In Which We Are Not Having Fun

Arduino Day was pretty successful. Unfortunately, everything is broken.

Hey everyone.

As you might know, we had a pretty good sale on a bunch Arduino products on Saturday.

Well, it turns out it may have been too good. We smashed our previous record for orders in a day, set on last year's Cyber Monday. Back then the high water mark was around 4,000 orders, and on Saturday we saw almost 8,000 orders flood into the system.

-> What the previous record for orders in a day looked like
What the previous record for orders in a day looked like <-

It's also worth noting that we've made some pretty big changes to our database in the past few months - most notably moving from MySQL to PostgreSQL.

The issue we're seeing today has to do with how we know how much of a given product is available. Availability of a product is a loose term and has to take into account how many physical units of that product we have but also how much of those units are spoken for on active orders. Active is also a pretty loose term for an order that hasn't shipped. All of these terms are necessarily loose to accommodate all of the edge cases common to volumes we regularly see.

We were pumped about the move to PostgreSQL for many features afforded, but primarily materialized views. Building such things to keep track of available stock values really sped things up!

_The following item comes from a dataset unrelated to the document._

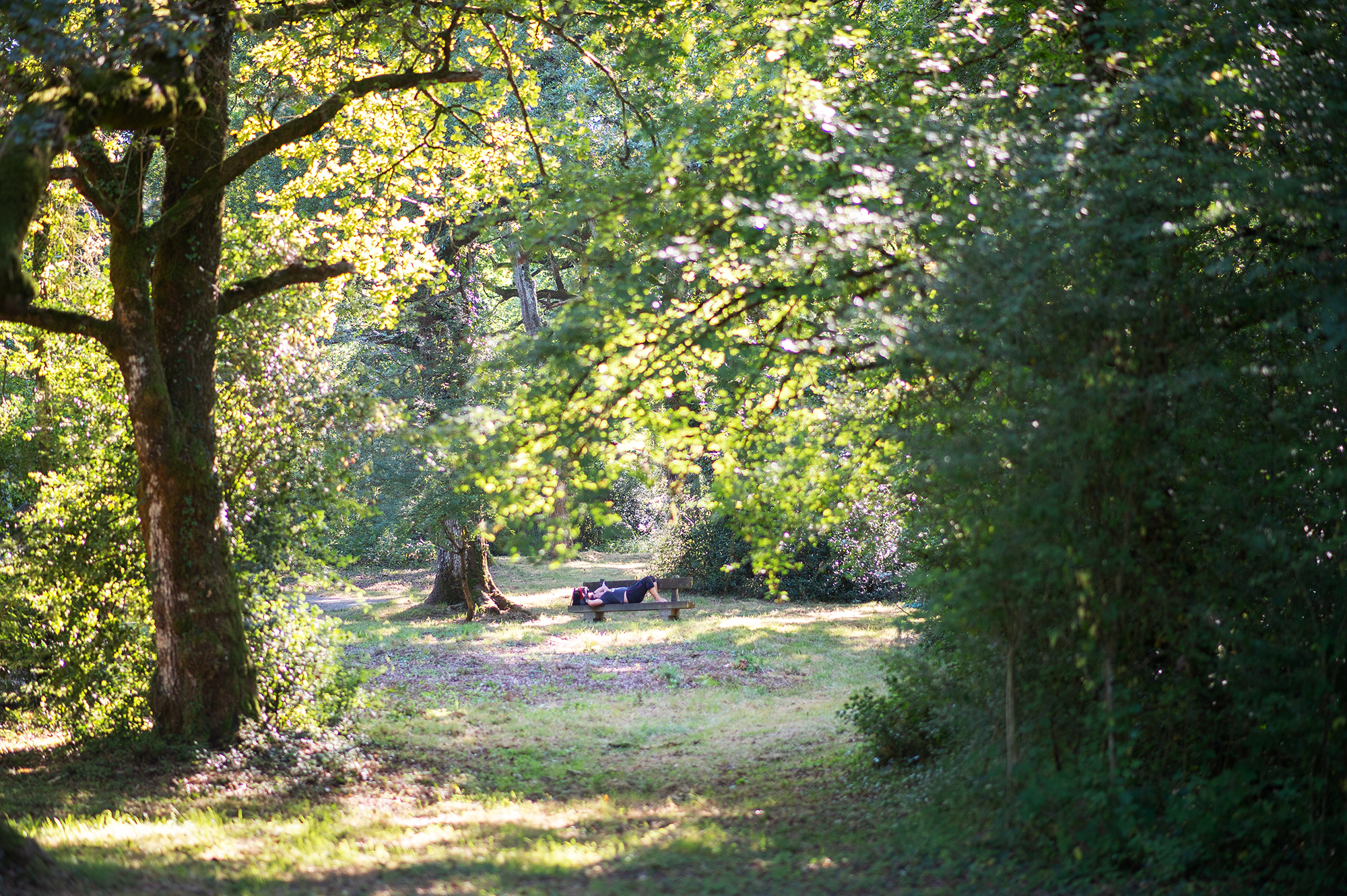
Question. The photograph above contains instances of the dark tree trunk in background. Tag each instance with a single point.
(527, 294)
(464, 575)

Until this weekend. Apparently having an order of magnitude more active orders in the system makes refreshes on our materialized view for stock take a long time, and this has led to timeouts with heavily diversified orders. So far today it's been a long haul of optimization attempts to make things hum along normally again. We're still hammering away. It's a technical problem in a big system, so there's no such thing as a quick fix.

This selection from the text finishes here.